Of course the elephant in the courtroom is not how the Court’s repeated emphasis on religious neutrality squares with its past decisions, but how it will affect the other most important religion case this term—Trump v. Hawaii, the challenge to President Trump’s “Muslim ban.” In Masterpiece, the Court explained that “Factors relevant to the assessment of governmental neutrality include… the specific series of events leading to the enactment or official policy in question, and the legislative or administrative history, including contemporaneous statements made by members of the decisionmaking body.’” But it remains to be seen whether the Court will choose to engage in the same rigorous assessment of these factors in the travel ban case with regard to the president’s considerable history of disparaging statements about Muslims and his call for a “total and complete shutdown of Muslims entering the United States.”
The Court has prepared itself for a potential about-face in Trump v.

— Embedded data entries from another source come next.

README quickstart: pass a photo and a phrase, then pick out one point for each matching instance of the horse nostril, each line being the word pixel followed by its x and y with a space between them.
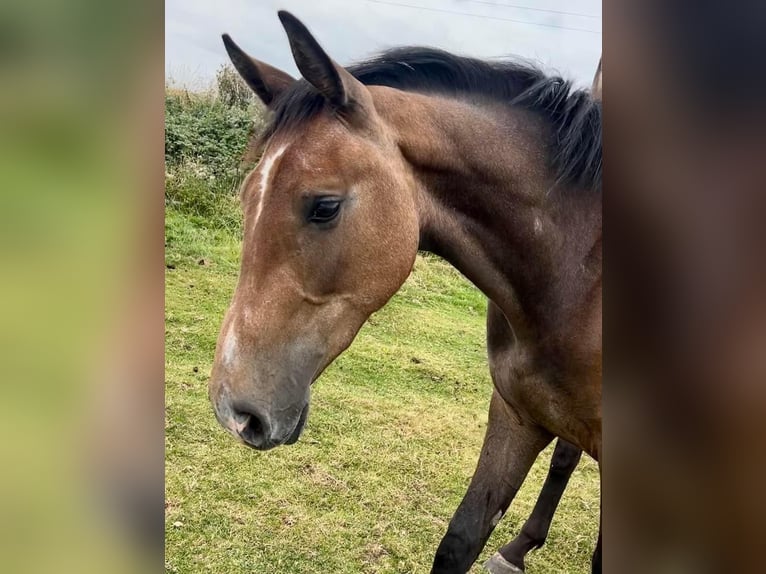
pixel 252 428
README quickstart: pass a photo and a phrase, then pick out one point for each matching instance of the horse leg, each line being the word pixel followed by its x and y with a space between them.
pixel 596 562
pixel 565 458
pixel 510 447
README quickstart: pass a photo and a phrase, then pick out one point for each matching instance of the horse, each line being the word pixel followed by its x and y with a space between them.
pixel 510 558
pixel 494 166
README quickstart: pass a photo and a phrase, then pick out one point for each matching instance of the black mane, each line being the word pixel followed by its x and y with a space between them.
pixel 574 116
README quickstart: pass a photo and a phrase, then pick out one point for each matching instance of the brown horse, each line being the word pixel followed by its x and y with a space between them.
pixel 493 166
pixel 510 558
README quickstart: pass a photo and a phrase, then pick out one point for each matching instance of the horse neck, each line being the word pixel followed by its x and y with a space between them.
pixel 489 205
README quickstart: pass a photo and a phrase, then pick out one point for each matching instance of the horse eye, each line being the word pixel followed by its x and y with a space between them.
pixel 324 210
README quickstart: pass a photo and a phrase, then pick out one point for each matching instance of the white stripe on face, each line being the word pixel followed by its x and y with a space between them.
pixel 230 346
pixel 265 167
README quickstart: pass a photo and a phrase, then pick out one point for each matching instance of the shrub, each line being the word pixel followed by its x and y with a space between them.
pixel 203 129
pixel 206 135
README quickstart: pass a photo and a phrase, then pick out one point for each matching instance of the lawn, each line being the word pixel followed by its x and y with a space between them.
pixel 390 446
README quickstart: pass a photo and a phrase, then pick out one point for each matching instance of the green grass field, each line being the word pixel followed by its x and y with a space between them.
pixel 394 433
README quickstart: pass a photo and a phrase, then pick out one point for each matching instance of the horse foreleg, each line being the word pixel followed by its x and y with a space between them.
pixel 510 557
pixel 510 447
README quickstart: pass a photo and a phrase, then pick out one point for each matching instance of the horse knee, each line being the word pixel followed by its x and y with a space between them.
pixel 454 555
pixel 565 458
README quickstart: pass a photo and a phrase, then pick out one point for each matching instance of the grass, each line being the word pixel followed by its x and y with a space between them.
pixel 392 441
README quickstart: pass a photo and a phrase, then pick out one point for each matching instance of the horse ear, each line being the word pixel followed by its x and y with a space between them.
pixel 333 81
pixel 266 81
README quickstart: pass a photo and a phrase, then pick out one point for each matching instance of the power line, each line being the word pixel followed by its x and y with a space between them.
pixel 535 9
pixel 441 10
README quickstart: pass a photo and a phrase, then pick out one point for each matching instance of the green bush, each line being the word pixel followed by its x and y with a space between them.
pixel 206 135
pixel 203 129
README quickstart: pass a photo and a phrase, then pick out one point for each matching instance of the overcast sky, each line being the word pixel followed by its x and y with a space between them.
pixel 350 30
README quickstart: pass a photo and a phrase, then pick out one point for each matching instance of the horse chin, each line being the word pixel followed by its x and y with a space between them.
pixel 295 435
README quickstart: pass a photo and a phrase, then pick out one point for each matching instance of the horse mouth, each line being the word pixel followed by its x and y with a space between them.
pixel 295 435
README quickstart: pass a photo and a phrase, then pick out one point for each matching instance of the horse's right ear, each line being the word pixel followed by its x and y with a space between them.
pixel 266 81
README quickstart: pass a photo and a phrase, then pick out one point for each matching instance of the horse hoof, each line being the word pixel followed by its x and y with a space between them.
pixel 499 565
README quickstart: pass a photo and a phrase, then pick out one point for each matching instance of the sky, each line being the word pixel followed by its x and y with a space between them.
pixel 553 33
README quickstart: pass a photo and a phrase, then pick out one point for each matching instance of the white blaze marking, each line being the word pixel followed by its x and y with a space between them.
pixel 265 167
pixel 230 346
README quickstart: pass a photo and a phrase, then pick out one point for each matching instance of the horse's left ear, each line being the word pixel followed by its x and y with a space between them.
pixel 334 82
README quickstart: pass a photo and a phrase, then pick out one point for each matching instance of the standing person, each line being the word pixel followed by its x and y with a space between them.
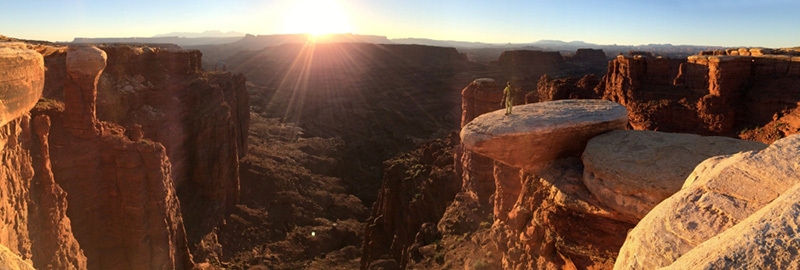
pixel 508 98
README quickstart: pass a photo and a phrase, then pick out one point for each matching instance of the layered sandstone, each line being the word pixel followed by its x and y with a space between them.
pixel 632 171
pixel 766 239
pixel 21 82
pixel 720 193
pixel 38 229
pixel 549 130
pixel 538 190
pixel 10 260
pixel 200 118
pixel 717 93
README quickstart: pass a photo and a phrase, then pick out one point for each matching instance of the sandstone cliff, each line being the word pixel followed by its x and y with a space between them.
pixel 719 94
pixel 93 171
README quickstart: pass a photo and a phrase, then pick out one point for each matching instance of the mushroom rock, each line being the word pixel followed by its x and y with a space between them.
pixel 535 134
pixel 84 65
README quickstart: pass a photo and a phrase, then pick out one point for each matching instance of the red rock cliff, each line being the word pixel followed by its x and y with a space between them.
pixel 36 228
pixel 716 94
pixel 200 118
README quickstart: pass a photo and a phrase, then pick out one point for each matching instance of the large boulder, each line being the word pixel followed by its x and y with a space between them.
pixel 21 80
pixel 11 261
pixel 631 171
pixel 721 192
pixel 768 239
pixel 541 132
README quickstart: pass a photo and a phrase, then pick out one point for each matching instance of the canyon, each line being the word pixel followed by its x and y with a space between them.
pixel 103 174
pixel 510 215
pixel 135 157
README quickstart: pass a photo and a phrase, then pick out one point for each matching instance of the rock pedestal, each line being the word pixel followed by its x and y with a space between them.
pixel 721 192
pixel 84 65
pixel 21 80
pixel 631 171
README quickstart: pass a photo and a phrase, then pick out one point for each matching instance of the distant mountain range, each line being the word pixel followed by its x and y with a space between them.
pixel 217 41
pixel 206 34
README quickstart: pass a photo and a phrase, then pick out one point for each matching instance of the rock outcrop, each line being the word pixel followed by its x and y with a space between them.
pixel 766 239
pixel 480 96
pixel 37 228
pixel 720 193
pixel 548 130
pixel 564 88
pixel 84 65
pixel 402 222
pixel 632 171
pixel 123 205
pixel 179 106
pixel 11 261
pixel 22 81
pixel 711 94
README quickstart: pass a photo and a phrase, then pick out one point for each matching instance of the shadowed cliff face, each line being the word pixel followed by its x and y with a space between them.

Hawaii by distinguishing in its Masterpiece decision between the words of lawmakers and those of the decision making body: “Members of the Court have disagreed on the question whether statements made by lawmakers may properly be taken into account in determining whether a law intentionally discriminates on the basis of religion…In this case, however, the remarks were made in a very different context—by an adjudicatory body deciding a particular case.”
It hardly seems correct, however, that statements indicating a violation of the First Amendment are relevant to the judicial but not the legislative or executive branches. It may also be worth noting that Masterpiece was decided on Free Exercise grounds while both Town of Greece and Hawaii involve Establishment Clause claims—though the neutrality requirement undoubtedly applies to both clauses.
Finally, it will be fascinating (or perhaps disheartening) to see whether the Court maintains its newfound zealous commitment to religious neutrality in future cases brought by religious minorities and progressives. In our recent comment to HHS on its proposed religious refusal regulation, the Public Rights/Private Conscience Project argued that by providing broad protections for medical providers opposed to abortion, but few protections to those who are religiously motivated to provide abortion care, the regulation fails the religious neutrality requirement of the First Amendment. Should such an argument come before the Court, its claim in Masterpiece that “[t]he Free Exercise Clause bars even ‘subtle departures from neutrality’ on matters of religion” will be put to the test.